Eröff­nungs­be­schluss

Eröffnungsbeschluss

Als Eröffnungsbeschluss bezeichnet man den Beschluss des Insolvenzgericht, der die Eröffnung des Insolvenzverfahrens über das Vermögen einer natürlichen oder juristischen Person anordnet.

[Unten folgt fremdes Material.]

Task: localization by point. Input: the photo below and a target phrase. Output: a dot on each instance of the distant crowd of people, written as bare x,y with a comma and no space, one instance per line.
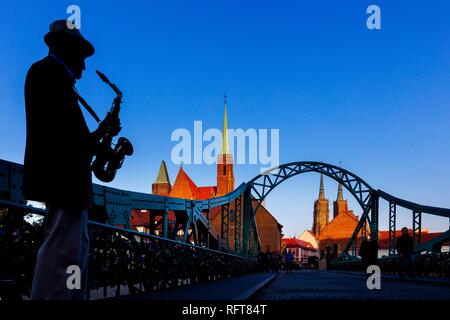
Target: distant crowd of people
147,264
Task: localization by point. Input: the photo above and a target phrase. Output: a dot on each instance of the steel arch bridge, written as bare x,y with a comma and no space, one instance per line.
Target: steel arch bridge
237,233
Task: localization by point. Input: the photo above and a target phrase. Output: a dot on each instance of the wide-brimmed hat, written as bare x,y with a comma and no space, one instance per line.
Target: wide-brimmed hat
58,30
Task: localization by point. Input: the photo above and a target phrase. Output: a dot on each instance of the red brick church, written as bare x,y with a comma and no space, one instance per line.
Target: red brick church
269,229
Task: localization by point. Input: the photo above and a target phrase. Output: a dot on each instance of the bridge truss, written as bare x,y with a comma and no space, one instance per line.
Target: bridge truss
237,233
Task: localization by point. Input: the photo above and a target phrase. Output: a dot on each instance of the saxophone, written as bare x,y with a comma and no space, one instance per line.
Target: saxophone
108,160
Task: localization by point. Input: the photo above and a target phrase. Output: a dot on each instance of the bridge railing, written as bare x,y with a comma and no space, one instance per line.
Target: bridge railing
430,264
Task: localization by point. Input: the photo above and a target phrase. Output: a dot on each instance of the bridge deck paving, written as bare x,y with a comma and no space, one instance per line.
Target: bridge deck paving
331,285
229,289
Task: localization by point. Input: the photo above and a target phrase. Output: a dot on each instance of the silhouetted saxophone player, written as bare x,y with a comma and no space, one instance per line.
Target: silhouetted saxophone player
58,156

Der Eröffnungsbeschluss enthält gemäß § 27 InsO:

  1. Firma oder Namen und Vornamen, Geburtsdatum, Registergericht und Registernummer, unter der der Schuldner in das Handelsregister eingetragen ist, Geschäftszweig oder Beschäftigung, gewerbliche Niederlassung oder Wohnung des Schuldners
  2. Namen und Anschrift des Insolvenzverwalters;
  3. die Stunde der Eröffnung;
  4. die Gründe, aus denen das Gericht von einem einstimmigen Vorschlag des vorläufigen Gläubigerausschusses zur Person des Verwalters abgewichen ist; dabei ist der Name der vorgeschlagenen Person nicht zu nennen;
  5. eine abstrakte Darstellung der für personenbezogene Daten geltenden Löschungsfristen nach § 3 der Verordnung zu öffentlichen Bekanntmachungen in Insolvenzverfahren im Internet vom 12. Februar 2002 (BGBl. I S. 677), die zuletzt durch Artikel 2 des Gesetzes vom 13. April 2007 (BGBl. I S. 509) geändert worden ist.